Background: Carbohydrates are a primary source of carbon and energy for many bacteria. Accurate projection of known carbohydrate catabolic pathways across diverse bacteria with complete genomes constitutes a substantial challenge due to frequent variations in components of these pathways. To address a practically and fundamentally important challenge of reconstruction of carbohydrate utilization machinery in any microorganism directly from its genomic sequence, we combined a subsystems-based comparative genomic approach with experimental validation of selected bioinformatic predictions by a combination of biochemical, genetic and physiological experiments.
Results: We applied this integrated approach to systematically map carbohydrate utilization pathways in 19 genomes from the Shewanella genus. The obtained genomic encyclopedia of sugar utilization includes ~170 protein families (mostly metabolic enzymes, transporters and transcriptional regulators) spanning 17 distinct pathways with a mosaic distribution across Shewanella species providing insights into their ecophysiology and adaptive evolution. Phenotypic assays revealed a remarkable consistency between predicted and observed phenotype, an ability to utilize an individual sugar as a sole source of carbon and energy, over the entire matrix of tested strains and sugars.Comparison of the reconstructed catabolic pathways with E. coli identified multiple differences that are manifested at various levels, from the presence or absence of certain sugar catabolic pathways, nonorthologous gene replacements and alternative biochemical routes to a different organization of transcription regulatory networks.
Conclusions: The reconstructed sugar catabolome in Shewanella spp includes 62 novel isofunctional families of enzymes, transporters, and regulators.
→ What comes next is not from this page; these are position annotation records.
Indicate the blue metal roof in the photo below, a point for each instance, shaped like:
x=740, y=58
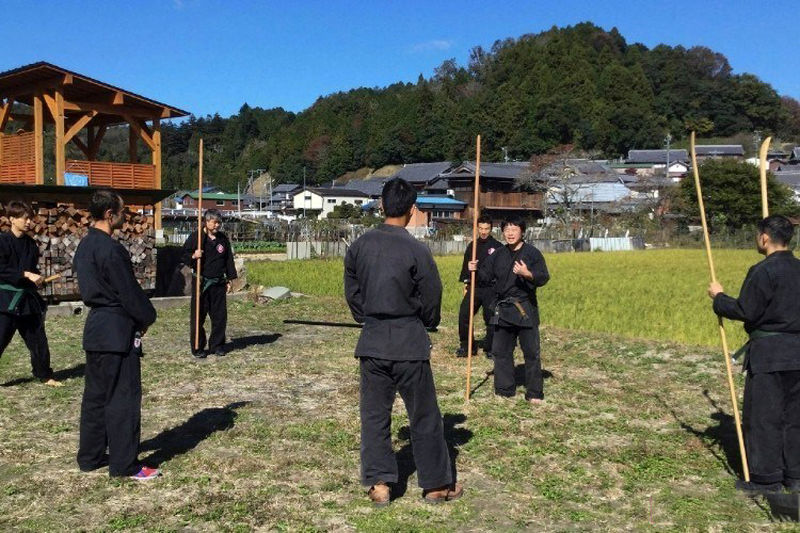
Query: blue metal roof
x=439, y=200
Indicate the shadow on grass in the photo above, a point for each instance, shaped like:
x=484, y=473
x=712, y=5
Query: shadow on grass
x=74, y=372
x=181, y=439
x=719, y=439
x=455, y=437
x=519, y=377
x=240, y=343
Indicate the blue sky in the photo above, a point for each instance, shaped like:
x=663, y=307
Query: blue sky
x=211, y=56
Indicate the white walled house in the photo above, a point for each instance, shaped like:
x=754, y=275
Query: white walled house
x=322, y=201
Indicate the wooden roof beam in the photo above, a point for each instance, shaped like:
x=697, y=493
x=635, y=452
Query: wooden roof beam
x=141, y=130
x=79, y=125
x=109, y=109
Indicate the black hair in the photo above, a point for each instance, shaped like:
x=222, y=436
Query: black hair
x=397, y=197
x=212, y=213
x=18, y=209
x=779, y=229
x=513, y=220
x=484, y=219
x=102, y=201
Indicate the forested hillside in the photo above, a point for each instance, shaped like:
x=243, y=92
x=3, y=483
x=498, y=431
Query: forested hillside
x=578, y=85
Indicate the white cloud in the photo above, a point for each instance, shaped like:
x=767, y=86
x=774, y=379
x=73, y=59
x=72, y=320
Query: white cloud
x=437, y=44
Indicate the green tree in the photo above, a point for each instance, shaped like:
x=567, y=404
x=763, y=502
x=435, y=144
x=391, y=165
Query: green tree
x=732, y=194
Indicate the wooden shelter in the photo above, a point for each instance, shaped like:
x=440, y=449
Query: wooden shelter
x=73, y=102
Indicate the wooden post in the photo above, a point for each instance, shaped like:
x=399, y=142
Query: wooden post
x=762, y=168
x=89, y=142
x=723, y=337
x=157, y=163
x=60, y=152
x=198, y=270
x=133, y=156
x=475, y=210
x=38, y=137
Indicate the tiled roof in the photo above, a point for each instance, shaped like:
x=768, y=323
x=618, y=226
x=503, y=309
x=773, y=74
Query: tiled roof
x=421, y=172
x=656, y=156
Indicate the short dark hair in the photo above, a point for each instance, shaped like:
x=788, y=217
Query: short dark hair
x=778, y=227
x=212, y=213
x=18, y=209
x=102, y=201
x=513, y=220
x=397, y=197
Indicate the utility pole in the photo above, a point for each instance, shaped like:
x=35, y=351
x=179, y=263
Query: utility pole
x=668, y=140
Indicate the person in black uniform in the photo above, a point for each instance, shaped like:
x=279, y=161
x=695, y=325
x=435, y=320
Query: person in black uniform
x=517, y=270
x=392, y=286
x=21, y=307
x=484, y=292
x=769, y=306
x=120, y=313
x=217, y=271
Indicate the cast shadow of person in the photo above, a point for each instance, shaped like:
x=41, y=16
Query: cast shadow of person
x=181, y=439
x=719, y=439
x=64, y=374
x=240, y=343
x=455, y=437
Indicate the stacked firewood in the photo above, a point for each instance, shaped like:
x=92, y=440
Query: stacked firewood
x=58, y=230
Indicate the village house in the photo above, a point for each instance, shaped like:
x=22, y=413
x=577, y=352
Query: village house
x=321, y=201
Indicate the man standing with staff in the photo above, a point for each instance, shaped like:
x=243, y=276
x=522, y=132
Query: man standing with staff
x=517, y=270
x=769, y=306
x=217, y=270
x=392, y=286
x=21, y=307
x=119, y=315
x=485, y=246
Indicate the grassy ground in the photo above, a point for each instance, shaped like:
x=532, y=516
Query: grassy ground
x=655, y=294
x=635, y=435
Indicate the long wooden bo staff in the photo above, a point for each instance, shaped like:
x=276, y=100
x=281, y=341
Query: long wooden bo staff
x=762, y=167
x=199, y=248
x=475, y=211
x=723, y=337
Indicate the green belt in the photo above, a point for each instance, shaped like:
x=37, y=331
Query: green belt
x=208, y=282
x=12, y=306
x=755, y=334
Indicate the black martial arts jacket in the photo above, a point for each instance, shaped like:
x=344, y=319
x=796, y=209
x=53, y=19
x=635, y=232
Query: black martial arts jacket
x=119, y=306
x=18, y=255
x=484, y=249
x=513, y=292
x=392, y=285
x=769, y=301
x=217, y=261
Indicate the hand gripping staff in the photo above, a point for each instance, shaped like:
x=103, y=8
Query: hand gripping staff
x=762, y=167
x=722, y=335
x=474, y=255
x=199, y=248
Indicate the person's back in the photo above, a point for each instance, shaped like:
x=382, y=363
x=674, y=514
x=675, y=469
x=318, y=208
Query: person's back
x=392, y=285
In addition to improving our knowledge of genomics and functional organization of carbohydrate utilization in Shewanella, this study led to a substantial expansion of our current version of the Genomic Encyclopedia of Carbohydrate Utilization. A systematic and iterative application of this approach to multiple taxonomic groups of bacteria will further enhance it, creating a knowledge base adequate for the efficient analysis of any newly sequenced genome as well as of the emerging metagenomic data.